United Kingdom Adrift

“Frankly the deal on the table was just not good enough. It wasn’t good enough for Britain, nor was it good enough for a number of other countries.” British Prime Minister David Cameron left no doubt on 26 Nov. how he would like to redefine the U.K.’s relationship with Europe, taking a hard stance against the €973.2 billion EU budget proposal 2014 to 2020: No deal, without serious cuts.

The negotiations broke down on the weekend before the British Prime Minister made his speech in Parliament. In the end, his government was left with little choice. A few weeks earlier, 31 Oct. the Conservative-Liberal coalition lost a crucial – yet non-binding – vote in the House of Commons, which enforced the UK’s hard-line position. Fifty-three of Cameron’s own Conservatives sided with the opposition Labour party, delivering the heaviest political blow to Cameron’s cabinet since taking office in May 2010.

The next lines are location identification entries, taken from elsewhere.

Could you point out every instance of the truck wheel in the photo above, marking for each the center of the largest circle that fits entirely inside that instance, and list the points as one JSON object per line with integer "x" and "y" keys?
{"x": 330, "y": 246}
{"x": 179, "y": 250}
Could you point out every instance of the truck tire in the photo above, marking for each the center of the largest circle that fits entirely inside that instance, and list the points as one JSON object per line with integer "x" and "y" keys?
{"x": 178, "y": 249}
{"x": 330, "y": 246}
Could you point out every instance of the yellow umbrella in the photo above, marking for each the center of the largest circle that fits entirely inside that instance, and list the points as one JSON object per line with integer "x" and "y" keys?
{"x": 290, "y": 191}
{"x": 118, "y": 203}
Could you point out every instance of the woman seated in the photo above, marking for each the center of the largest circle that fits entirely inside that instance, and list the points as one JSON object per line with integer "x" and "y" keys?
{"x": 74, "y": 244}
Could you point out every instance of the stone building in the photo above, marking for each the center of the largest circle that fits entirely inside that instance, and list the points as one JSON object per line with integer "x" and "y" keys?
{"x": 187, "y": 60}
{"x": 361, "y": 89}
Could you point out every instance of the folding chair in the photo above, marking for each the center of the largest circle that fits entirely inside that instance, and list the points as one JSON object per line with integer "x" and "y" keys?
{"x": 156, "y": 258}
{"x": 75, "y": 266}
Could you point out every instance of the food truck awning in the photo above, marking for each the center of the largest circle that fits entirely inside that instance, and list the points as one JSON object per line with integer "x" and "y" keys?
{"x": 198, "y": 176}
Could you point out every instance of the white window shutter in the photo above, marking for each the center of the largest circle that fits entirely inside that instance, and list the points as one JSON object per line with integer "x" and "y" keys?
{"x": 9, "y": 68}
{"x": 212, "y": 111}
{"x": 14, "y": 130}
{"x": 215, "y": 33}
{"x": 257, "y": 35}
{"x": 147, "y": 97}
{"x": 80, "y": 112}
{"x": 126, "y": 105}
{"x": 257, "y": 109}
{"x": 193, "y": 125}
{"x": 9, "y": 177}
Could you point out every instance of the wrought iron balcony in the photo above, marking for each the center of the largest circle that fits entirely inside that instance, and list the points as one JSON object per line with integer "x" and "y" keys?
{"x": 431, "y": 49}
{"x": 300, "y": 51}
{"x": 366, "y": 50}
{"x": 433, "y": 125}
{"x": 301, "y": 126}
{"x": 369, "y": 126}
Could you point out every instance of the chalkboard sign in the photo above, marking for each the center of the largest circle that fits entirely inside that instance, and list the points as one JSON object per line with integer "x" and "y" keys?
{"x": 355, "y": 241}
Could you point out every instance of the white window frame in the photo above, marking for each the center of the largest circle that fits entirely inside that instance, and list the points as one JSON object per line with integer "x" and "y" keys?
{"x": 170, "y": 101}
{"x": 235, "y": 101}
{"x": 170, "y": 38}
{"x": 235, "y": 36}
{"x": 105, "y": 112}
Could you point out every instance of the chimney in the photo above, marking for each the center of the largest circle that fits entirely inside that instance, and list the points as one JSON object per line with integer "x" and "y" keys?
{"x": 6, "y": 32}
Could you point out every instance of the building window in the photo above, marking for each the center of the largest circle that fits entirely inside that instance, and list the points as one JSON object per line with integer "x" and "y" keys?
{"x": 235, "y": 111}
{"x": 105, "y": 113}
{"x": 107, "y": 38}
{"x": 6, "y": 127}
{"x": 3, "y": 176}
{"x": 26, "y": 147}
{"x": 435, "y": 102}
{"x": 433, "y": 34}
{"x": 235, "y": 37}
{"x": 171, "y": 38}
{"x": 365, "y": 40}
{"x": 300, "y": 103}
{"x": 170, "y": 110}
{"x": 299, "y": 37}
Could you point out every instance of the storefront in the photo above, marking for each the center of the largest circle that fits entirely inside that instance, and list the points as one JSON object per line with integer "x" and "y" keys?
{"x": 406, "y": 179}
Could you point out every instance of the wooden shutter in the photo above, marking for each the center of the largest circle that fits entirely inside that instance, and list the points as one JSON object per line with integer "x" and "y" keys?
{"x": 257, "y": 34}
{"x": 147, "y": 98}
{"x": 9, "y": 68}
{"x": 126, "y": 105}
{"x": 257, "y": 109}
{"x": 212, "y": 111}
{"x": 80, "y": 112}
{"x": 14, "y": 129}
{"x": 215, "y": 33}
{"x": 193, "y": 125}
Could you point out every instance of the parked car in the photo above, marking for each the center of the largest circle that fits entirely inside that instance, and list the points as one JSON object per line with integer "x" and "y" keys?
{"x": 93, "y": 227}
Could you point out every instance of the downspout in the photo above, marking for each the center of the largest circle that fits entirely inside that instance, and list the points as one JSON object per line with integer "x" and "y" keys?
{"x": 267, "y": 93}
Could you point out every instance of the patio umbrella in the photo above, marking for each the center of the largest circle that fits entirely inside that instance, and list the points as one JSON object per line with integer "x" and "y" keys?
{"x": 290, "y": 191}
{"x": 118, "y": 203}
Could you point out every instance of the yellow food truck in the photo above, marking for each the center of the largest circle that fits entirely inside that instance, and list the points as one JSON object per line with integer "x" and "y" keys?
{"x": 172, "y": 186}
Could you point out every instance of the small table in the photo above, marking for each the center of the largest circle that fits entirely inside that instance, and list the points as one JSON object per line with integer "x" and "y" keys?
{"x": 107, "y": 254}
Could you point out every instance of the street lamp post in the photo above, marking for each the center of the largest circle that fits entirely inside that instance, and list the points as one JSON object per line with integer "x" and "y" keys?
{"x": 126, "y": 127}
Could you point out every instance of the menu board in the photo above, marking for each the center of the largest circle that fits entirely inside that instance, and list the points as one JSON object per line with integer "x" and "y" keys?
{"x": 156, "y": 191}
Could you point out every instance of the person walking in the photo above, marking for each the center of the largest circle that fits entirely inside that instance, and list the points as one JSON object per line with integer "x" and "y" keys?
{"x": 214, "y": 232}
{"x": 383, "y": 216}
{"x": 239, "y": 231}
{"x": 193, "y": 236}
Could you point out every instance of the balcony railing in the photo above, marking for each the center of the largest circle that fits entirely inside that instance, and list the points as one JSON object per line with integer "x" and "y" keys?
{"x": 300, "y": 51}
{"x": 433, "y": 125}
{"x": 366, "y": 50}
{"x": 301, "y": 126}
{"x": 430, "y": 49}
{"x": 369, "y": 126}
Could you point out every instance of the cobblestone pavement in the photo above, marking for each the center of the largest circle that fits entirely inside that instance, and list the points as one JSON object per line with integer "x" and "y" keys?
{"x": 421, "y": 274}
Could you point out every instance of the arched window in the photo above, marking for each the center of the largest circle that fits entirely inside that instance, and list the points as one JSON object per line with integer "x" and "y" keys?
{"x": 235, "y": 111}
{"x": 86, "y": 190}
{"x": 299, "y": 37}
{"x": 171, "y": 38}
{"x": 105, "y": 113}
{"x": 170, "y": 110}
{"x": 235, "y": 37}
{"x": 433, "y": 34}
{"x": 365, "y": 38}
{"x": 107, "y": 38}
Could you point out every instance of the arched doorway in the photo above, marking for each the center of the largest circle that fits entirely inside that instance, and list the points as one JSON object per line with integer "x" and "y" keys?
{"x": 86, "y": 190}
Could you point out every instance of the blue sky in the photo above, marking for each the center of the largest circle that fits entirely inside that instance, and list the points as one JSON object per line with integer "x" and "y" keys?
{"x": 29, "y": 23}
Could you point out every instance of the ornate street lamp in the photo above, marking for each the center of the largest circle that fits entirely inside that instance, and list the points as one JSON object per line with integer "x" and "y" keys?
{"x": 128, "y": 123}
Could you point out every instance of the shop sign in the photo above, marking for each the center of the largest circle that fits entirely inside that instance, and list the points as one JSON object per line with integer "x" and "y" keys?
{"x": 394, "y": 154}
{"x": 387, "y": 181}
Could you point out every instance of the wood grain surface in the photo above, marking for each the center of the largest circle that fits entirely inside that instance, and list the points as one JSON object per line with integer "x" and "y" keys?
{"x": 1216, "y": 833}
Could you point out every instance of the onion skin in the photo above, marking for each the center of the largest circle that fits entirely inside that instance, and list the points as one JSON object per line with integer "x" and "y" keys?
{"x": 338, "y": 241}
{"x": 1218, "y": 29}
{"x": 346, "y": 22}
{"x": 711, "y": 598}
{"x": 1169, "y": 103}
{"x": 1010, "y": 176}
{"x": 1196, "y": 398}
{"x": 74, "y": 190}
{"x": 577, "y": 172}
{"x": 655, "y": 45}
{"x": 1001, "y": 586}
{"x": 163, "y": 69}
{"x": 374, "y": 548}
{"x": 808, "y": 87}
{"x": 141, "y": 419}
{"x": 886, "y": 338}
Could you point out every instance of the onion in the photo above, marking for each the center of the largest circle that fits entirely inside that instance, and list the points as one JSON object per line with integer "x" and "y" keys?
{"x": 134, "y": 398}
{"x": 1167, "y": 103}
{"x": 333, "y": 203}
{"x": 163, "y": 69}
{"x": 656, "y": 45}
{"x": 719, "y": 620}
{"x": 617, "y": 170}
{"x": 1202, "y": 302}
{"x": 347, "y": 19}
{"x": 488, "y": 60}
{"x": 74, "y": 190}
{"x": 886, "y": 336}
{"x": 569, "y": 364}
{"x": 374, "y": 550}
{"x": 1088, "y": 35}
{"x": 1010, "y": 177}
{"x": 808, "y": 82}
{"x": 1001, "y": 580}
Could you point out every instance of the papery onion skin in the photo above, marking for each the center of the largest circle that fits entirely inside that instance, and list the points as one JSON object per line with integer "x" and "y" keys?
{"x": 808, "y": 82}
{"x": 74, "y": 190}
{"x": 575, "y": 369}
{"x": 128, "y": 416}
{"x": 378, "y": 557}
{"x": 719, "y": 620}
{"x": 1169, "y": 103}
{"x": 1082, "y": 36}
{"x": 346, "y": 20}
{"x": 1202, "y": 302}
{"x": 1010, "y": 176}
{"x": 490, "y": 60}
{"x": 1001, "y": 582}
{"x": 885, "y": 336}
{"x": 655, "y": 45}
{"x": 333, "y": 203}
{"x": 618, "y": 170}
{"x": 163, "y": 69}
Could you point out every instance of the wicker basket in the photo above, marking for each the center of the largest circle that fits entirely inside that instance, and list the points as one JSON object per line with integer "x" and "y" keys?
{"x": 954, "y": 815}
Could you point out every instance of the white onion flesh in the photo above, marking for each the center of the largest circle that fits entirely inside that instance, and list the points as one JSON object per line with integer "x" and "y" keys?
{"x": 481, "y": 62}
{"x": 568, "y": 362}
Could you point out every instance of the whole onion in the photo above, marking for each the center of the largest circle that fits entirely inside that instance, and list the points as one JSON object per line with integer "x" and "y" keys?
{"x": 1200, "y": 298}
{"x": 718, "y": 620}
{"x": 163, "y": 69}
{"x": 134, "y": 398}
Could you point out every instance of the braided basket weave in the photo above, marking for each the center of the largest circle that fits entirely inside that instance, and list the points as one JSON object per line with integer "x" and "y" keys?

The major shift in UK politics towards Europe, however, took place within the Labour opposition, who have evidently adopted an undiluted Eurosceptic agenda in an attempt to topple David Cameron’s government. The question remains, whether the UK should remain in the European Union.

A recent poll, published by The Independent the same day Cameron delivered his speech in Parliament, showed 54% of U.K. citizens ready to leave the European community, provided the country was able to maintain close trade relations. Ever since Labour’s U-turn on Europe, the EU-sceptics have gained a majority in Parliament.